Two biopreservation approaches for fresh lettuce, rocket salad, parsley and spinach were studied. The potential of Pediococcus pentosaceus DT016, as a protective culture, to suppress Listeria monocytogenes in vegetables during storage was evaluated. The pathogen numbers in the vegetables inoculated with P. pentosaceus DT016 were significantly (p < 0.01) lower throughout the storage period and, at the last storage day, a minimum difference of 1.4 log CFU/g was reported when compared with the vegetables without the protective culture. Moreover, by using two levels of L. monocytogenes (about 6 and 4 log CFU/g), it was observed that the antagonist effect of P. pentosaceus was higher for the lower pathogen numbers. The second approach evaluated a pediocin DT016 solution to inactivate and control L. monocytogenes proliferation. The pathogen load was studied after washing with: water, chlorine and the pediocin solution and along storage at 4  °C. Comparing the various washing solutions, the vegetables washed with pediocin presented significantly (p < 0.01) lower pathogen numbers throughout storage, by a minimum of 3.2 and 2.7 log CFU/g, than in vegetables washed with water and chlorine, respectively. The proposed methodologies are promising alternatives to maintain the safety of fresh vegetables during extended storage at refrigeration temperature.

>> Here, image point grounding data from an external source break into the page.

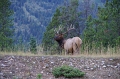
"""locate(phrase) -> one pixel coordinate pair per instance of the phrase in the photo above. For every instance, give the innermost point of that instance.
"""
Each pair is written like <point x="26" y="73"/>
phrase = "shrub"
<point x="39" y="76"/>
<point x="67" y="72"/>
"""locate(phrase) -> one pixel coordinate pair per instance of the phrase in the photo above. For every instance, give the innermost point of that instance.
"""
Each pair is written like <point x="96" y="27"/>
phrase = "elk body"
<point x="71" y="45"/>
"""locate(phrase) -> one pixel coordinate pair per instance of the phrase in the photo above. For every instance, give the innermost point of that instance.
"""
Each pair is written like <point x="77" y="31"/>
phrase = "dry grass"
<point x="93" y="55"/>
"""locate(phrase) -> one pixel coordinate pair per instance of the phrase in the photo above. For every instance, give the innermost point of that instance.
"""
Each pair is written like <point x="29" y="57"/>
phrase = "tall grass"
<point x="85" y="51"/>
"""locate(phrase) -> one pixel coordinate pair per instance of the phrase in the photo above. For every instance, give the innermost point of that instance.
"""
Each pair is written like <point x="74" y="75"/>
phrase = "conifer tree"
<point x="33" y="47"/>
<point x="6" y="30"/>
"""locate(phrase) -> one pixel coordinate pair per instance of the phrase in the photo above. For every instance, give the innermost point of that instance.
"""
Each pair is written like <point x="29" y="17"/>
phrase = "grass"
<point x="111" y="52"/>
<point x="94" y="55"/>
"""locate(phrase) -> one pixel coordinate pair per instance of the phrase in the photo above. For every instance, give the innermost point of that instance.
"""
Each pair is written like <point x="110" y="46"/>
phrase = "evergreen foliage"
<point x="104" y="30"/>
<point x="6" y="23"/>
<point x="33" y="47"/>
<point x="64" y="16"/>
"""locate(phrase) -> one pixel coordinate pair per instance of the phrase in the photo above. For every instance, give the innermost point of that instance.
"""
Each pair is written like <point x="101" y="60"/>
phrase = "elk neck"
<point x="61" y="42"/>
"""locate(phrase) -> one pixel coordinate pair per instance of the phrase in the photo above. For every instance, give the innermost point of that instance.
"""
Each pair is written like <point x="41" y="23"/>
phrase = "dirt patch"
<point x="28" y="67"/>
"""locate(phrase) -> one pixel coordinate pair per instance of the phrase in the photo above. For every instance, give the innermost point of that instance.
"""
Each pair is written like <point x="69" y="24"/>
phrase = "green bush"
<point x="67" y="72"/>
<point x="39" y="76"/>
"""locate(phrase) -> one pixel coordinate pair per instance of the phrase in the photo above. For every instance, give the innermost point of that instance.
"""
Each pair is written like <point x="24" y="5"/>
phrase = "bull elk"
<point x="71" y="45"/>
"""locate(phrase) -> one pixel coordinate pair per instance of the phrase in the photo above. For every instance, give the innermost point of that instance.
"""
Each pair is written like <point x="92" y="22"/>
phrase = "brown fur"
<point x="71" y="45"/>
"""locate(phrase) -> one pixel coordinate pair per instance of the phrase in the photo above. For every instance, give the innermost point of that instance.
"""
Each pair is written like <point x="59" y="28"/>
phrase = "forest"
<point x="31" y="27"/>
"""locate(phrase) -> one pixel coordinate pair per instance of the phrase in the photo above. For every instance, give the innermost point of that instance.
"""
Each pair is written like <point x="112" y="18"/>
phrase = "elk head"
<point x="59" y="35"/>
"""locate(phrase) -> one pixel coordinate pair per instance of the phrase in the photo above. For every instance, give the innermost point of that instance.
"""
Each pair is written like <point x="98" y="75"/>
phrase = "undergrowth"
<point x="67" y="72"/>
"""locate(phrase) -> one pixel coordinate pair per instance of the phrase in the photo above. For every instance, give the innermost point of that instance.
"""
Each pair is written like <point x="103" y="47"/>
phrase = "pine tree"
<point x="48" y="39"/>
<point x="6" y="30"/>
<point x="105" y="28"/>
<point x="33" y="47"/>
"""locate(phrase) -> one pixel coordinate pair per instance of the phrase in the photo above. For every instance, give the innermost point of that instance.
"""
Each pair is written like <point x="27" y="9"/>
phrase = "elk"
<point x="71" y="45"/>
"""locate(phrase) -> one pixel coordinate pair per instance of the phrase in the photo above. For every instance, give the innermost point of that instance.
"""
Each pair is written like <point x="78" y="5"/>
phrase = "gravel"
<point x="28" y="67"/>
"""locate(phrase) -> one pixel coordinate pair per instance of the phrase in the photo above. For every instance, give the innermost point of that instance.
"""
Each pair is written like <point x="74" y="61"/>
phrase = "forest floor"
<point x="29" y="67"/>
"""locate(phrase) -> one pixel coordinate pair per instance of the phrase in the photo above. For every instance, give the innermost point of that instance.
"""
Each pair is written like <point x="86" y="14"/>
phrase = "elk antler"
<point x="70" y="28"/>
<point x="59" y="29"/>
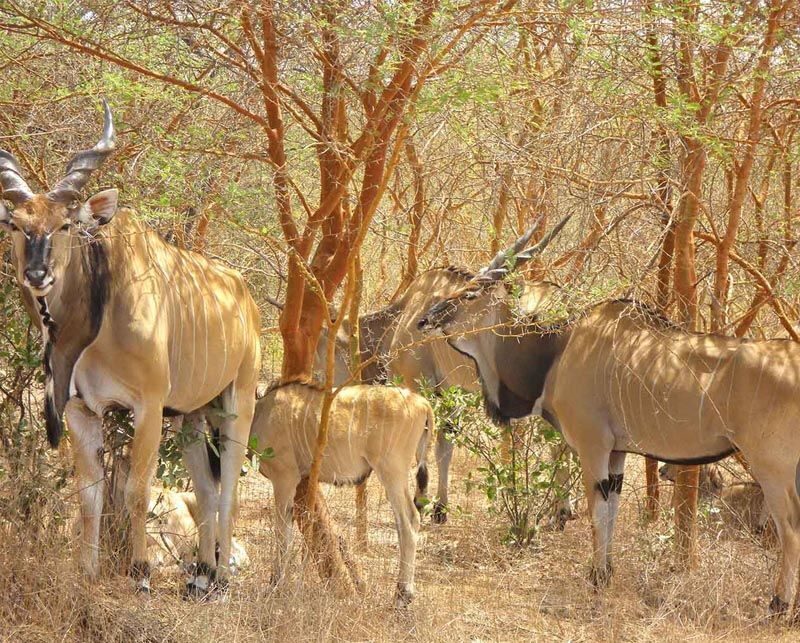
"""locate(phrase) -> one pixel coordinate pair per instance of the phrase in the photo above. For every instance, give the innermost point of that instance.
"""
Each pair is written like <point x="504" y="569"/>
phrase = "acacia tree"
<point x="348" y="102"/>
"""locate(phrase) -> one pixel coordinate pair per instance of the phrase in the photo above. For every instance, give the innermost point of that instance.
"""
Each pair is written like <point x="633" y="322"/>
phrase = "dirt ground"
<point x="469" y="585"/>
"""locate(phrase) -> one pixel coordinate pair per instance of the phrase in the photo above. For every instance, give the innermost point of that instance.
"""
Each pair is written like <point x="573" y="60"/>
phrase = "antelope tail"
<point x="797" y="478"/>
<point x="213" y="447"/>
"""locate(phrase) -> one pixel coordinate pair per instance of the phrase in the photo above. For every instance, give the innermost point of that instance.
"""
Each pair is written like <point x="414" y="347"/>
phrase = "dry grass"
<point x="469" y="585"/>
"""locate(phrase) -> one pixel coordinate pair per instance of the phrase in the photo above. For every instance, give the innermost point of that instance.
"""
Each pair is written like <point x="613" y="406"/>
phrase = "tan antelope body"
<point x="620" y="379"/>
<point x="133" y="322"/>
<point x="393" y="348"/>
<point x="371" y="428"/>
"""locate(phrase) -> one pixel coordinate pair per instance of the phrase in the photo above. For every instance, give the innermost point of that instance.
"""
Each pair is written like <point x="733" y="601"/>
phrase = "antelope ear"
<point x="99" y="209"/>
<point x="5" y="217"/>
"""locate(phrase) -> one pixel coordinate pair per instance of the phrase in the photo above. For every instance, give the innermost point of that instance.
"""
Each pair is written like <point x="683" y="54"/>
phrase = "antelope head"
<point x="41" y="224"/>
<point x="476" y="305"/>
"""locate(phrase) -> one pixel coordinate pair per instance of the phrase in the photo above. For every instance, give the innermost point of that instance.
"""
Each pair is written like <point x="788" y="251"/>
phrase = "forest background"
<point x="313" y="145"/>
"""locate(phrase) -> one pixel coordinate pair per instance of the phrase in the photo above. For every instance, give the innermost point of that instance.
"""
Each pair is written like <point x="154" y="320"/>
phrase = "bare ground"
<point x="469" y="585"/>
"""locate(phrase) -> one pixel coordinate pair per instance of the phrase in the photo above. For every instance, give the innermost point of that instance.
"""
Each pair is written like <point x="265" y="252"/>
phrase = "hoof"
<point x="439" y="514"/>
<point x="202" y="584"/>
<point x="143" y="587"/>
<point x="778" y="607"/>
<point x="403" y="597"/>
<point x="213" y="593"/>
<point x="600" y="578"/>
<point x="140" y="573"/>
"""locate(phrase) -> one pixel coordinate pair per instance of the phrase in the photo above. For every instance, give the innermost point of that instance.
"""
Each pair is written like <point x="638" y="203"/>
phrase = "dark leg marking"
<point x="422" y="487"/>
<point x="778" y="607"/>
<point x="439" y="515"/>
<point x="195" y="588"/>
<point x="604" y="487"/>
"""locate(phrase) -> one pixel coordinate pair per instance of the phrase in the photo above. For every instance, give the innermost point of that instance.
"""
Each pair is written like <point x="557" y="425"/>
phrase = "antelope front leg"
<point x="239" y="404"/>
<point x="86" y="430"/>
<point x="195" y="456"/>
<point x="144" y="454"/>
<point x="598" y="491"/>
<point x="406" y="519"/>
<point x="284" y="488"/>
<point x="444" y="454"/>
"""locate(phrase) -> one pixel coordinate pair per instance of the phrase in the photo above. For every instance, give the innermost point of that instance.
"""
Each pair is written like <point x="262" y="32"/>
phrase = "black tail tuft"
<point x="797" y="478"/>
<point x="213" y="446"/>
<point x="52" y="421"/>
<point x="422" y="478"/>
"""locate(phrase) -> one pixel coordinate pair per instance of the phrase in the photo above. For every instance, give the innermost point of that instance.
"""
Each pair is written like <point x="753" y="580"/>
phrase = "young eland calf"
<point x="371" y="428"/>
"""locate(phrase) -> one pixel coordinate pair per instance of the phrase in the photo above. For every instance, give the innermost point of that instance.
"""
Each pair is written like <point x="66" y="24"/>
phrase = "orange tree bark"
<point x="691" y="173"/>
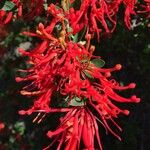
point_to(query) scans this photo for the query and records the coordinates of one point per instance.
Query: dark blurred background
(129, 48)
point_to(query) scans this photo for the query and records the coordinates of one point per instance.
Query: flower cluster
(61, 64)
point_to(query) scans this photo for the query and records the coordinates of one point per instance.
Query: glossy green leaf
(77, 102)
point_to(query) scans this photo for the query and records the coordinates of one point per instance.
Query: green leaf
(77, 102)
(8, 6)
(98, 62)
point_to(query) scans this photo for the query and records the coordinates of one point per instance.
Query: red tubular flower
(145, 8)
(60, 65)
(76, 126)
(5, 17)
(63, 66)
(94, 12)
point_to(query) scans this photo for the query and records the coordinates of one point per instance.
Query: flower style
(77, 126)
(104, 12)
(59, 64)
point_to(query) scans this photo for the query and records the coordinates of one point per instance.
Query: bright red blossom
(61, 65)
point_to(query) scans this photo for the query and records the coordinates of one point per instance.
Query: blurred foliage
(130, 48)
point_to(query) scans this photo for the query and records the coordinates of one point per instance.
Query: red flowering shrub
(63, 63)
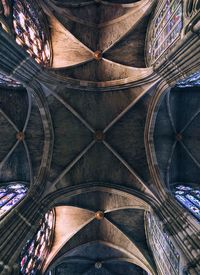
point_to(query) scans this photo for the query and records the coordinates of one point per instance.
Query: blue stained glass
(10, 196)
(36, 250)
(6, 198)
(29, 31)
(194, 200)
(195, 210)
(182, 187)
(2, 194)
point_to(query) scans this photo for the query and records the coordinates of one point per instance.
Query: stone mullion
(14, 232)
(184, 231)
(16, 63)
(182, 61)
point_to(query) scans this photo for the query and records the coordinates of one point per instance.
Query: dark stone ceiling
(88, 136)
(177, 137)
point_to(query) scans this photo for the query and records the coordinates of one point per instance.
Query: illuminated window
(30, 32)
(36, 250)
(191, 81)
(189, 198)
(10, 196)
(7, 81)
(165, 28)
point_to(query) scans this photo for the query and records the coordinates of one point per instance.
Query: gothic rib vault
(85, 132)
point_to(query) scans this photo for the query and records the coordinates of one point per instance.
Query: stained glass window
(165, 29)
(10, 196)
(36, 250)
(191, 81)
(166, 257)
(30, 31)
(189, 198)
(7, 81)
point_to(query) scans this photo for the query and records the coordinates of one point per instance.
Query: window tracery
(191, 81)
(37, 249)
(10, 196)
(30, 32)
(189, 198)
(7, 81)
(165, 28)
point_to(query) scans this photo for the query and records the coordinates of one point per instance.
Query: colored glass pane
(7, 81)
(36, 249)
(190, 206)
(193, 199)
(6, 198)
(190, 198)
(11, 195)
(29, 31)
(192, 80)
(166, 28)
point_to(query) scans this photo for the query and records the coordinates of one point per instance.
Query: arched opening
(38, 247)
(176, 144)
(27, 23)
(164, 29)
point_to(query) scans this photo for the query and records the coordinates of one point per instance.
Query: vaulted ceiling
(176, 137)
(84, 123)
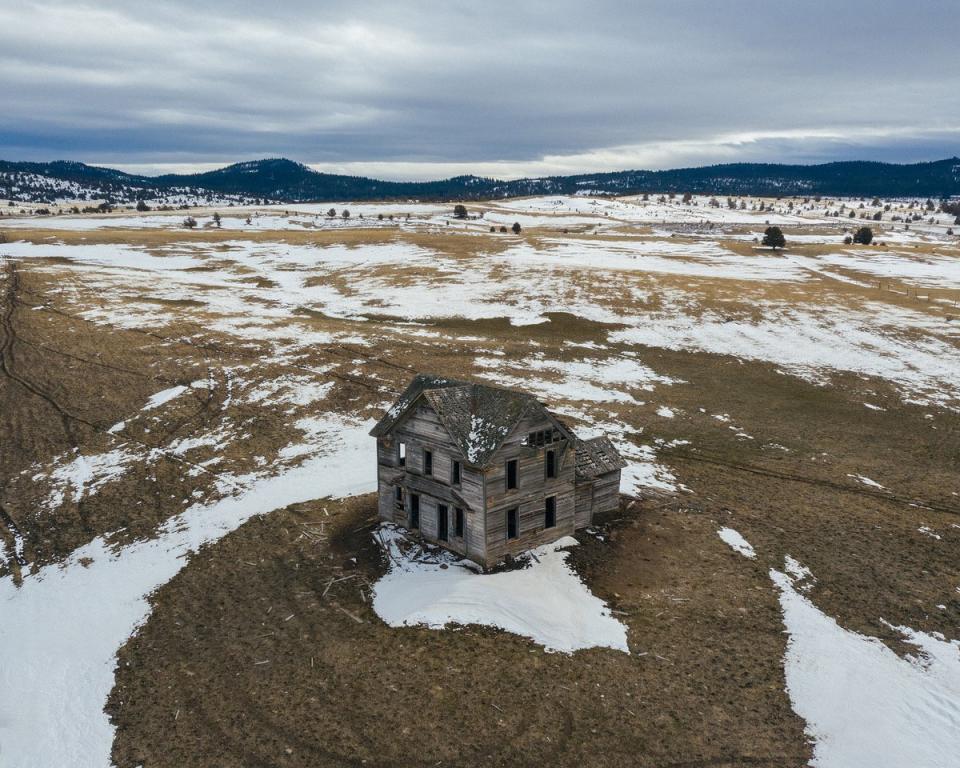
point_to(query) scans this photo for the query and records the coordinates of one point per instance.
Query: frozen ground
(865, 707)
(64, 624)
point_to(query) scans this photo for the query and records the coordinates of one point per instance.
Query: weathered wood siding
(421, 429)
(606, 492)
(533, 487)
(584, 503)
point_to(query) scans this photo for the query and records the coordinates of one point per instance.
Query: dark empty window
(511, 474)
(414, 511)
(443, 523)
(550, 512)
(512, 523)
(542, 437)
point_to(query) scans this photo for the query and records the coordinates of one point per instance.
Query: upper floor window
(550, 512)
(542, 437)
(513, 523)
(511, 474)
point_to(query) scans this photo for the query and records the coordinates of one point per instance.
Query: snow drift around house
(62, 627)
(545, 601)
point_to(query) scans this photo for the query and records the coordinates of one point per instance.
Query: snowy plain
(865, 706)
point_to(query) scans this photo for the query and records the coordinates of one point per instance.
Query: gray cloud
(511, 88)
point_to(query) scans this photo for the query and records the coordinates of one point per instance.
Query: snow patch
(546, 601)
(736, 542)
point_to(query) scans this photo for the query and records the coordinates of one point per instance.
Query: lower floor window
(414, 511)
(550, 512)
(513, 523)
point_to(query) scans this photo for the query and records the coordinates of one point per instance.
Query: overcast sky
(495, 88)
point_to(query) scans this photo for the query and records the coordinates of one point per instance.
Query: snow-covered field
(545, 601)
(63, 626)
(865, 707)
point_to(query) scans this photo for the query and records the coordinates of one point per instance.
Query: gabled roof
(479, 417)
(597, 456)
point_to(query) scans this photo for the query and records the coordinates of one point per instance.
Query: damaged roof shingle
(479, 417)
(597, 456)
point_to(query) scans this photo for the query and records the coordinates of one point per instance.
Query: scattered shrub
(773, 238)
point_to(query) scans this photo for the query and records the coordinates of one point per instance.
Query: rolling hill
(281, 180)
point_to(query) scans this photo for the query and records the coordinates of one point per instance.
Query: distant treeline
(286, 181)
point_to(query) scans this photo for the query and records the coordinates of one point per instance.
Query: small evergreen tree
(773, 238)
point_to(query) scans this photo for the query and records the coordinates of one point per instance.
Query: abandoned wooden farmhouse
(486, 471)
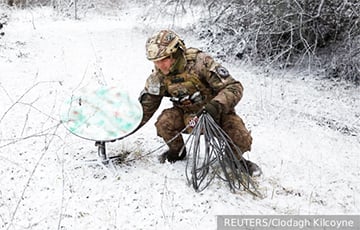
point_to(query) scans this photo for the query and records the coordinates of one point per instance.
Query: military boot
(252, 168)
(172, 156)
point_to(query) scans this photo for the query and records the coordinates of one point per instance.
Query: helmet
(162, 45)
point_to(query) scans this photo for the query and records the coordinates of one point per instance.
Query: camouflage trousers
(173, 120)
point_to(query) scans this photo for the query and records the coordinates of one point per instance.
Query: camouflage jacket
(201, 81)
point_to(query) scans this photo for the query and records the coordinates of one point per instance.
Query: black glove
(214, 109)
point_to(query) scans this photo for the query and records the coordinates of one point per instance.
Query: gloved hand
(214, 109)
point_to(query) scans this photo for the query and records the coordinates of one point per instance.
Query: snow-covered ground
(306, 136)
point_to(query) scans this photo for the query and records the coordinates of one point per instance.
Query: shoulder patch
(191, 53)
(222, 72)
(153, 85)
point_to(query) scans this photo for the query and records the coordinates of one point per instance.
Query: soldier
(194, 82)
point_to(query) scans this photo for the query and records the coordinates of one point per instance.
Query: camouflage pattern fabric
(200, 81)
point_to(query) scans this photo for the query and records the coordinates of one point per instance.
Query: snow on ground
(306, 137)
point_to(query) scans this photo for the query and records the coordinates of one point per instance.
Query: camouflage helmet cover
(162, 44)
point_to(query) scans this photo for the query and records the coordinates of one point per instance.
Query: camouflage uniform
(196, 81)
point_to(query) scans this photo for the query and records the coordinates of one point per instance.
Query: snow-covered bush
(287, 33)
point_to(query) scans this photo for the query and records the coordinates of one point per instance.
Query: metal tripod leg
(102, 152)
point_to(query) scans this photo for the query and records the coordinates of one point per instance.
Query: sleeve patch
(222, 72)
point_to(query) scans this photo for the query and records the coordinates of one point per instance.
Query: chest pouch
(187, 91)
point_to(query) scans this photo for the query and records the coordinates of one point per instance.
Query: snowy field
(306, 137)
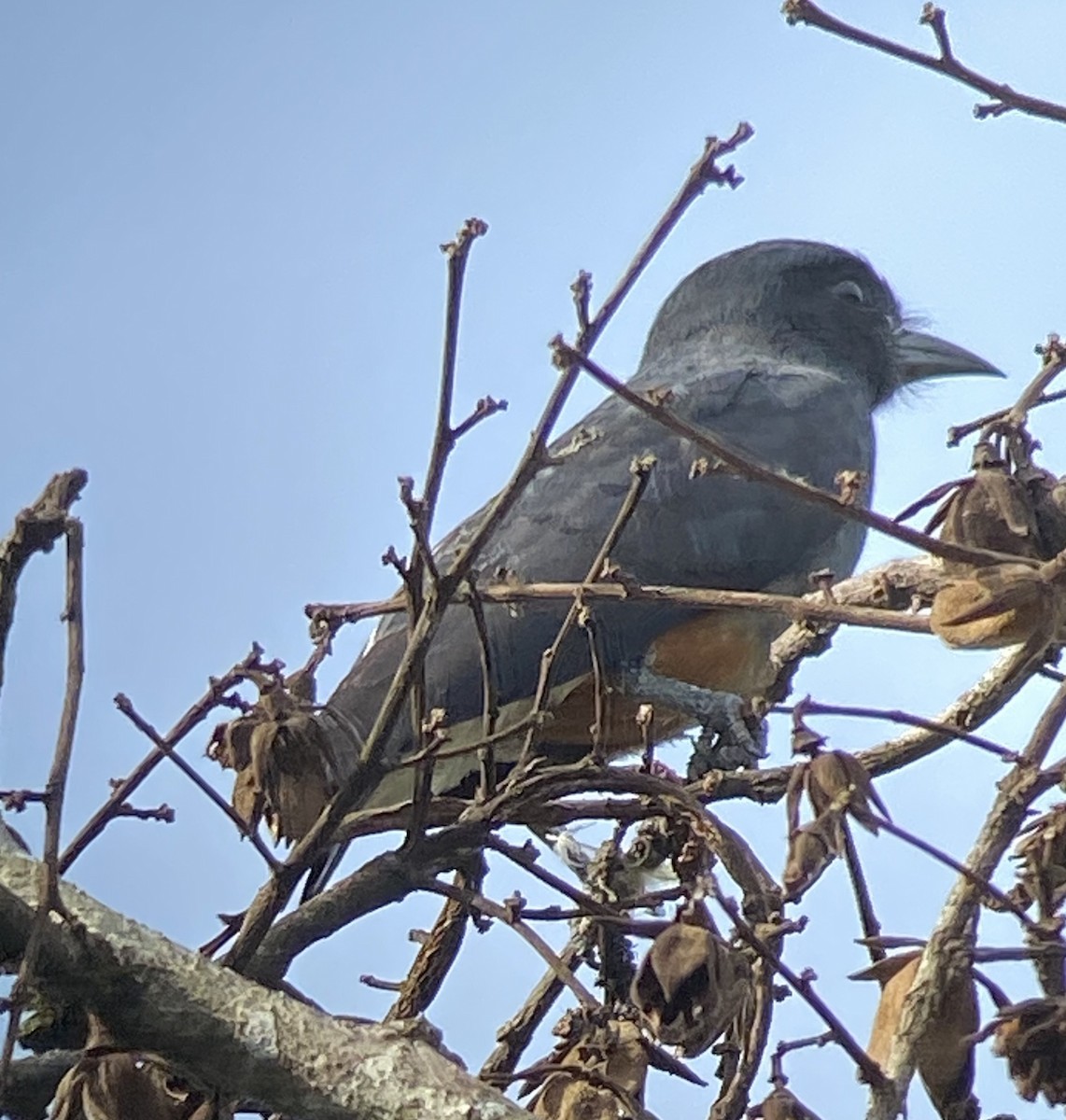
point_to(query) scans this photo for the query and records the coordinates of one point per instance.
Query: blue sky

Impact of a Pilot-Scale Plasma-Assisted Washing Process on the Culturable Microbial Community Dynamics Related to Fresh-Cut Endive Lettuce

Cold plasma is described as a promising technique for the treatment of fresh food. In particular, the application of plasma-treated water gained interest in fresh-cut produce processing. This study aimed to evaluate the effectiveness of plasma-treated water (PTW) to decontaminate lettuce during washing on a pilot-scale level with special interest in the dynamics of the culturable microbial community in a first approach. PTW was used in pilot-scale washing at different processing steps, and the total viable count (TVC) of endive lettuce was determined after treatment and after storage (seven days, 2 °C). Microflora representatives were identified using MALDI-ToF MS. The highest reduction of TVC (1.8 log units) was achieved using PTW for washing whole lettuce before cutting. The microbial community structure showed high variations in the composition along the processing chain and during storage with a decrease in diversity after washing with PTW. PTW reduced the microbial load of endive lettuce; however, this was not clearly detectable at the end of storage, similar to other sanitizers used in comparable studies. To assure the safety of fresh products, detailed knowledge about the microbial load and the composition of the microbial community close to the end of shelf life is of high interest for optimized process design.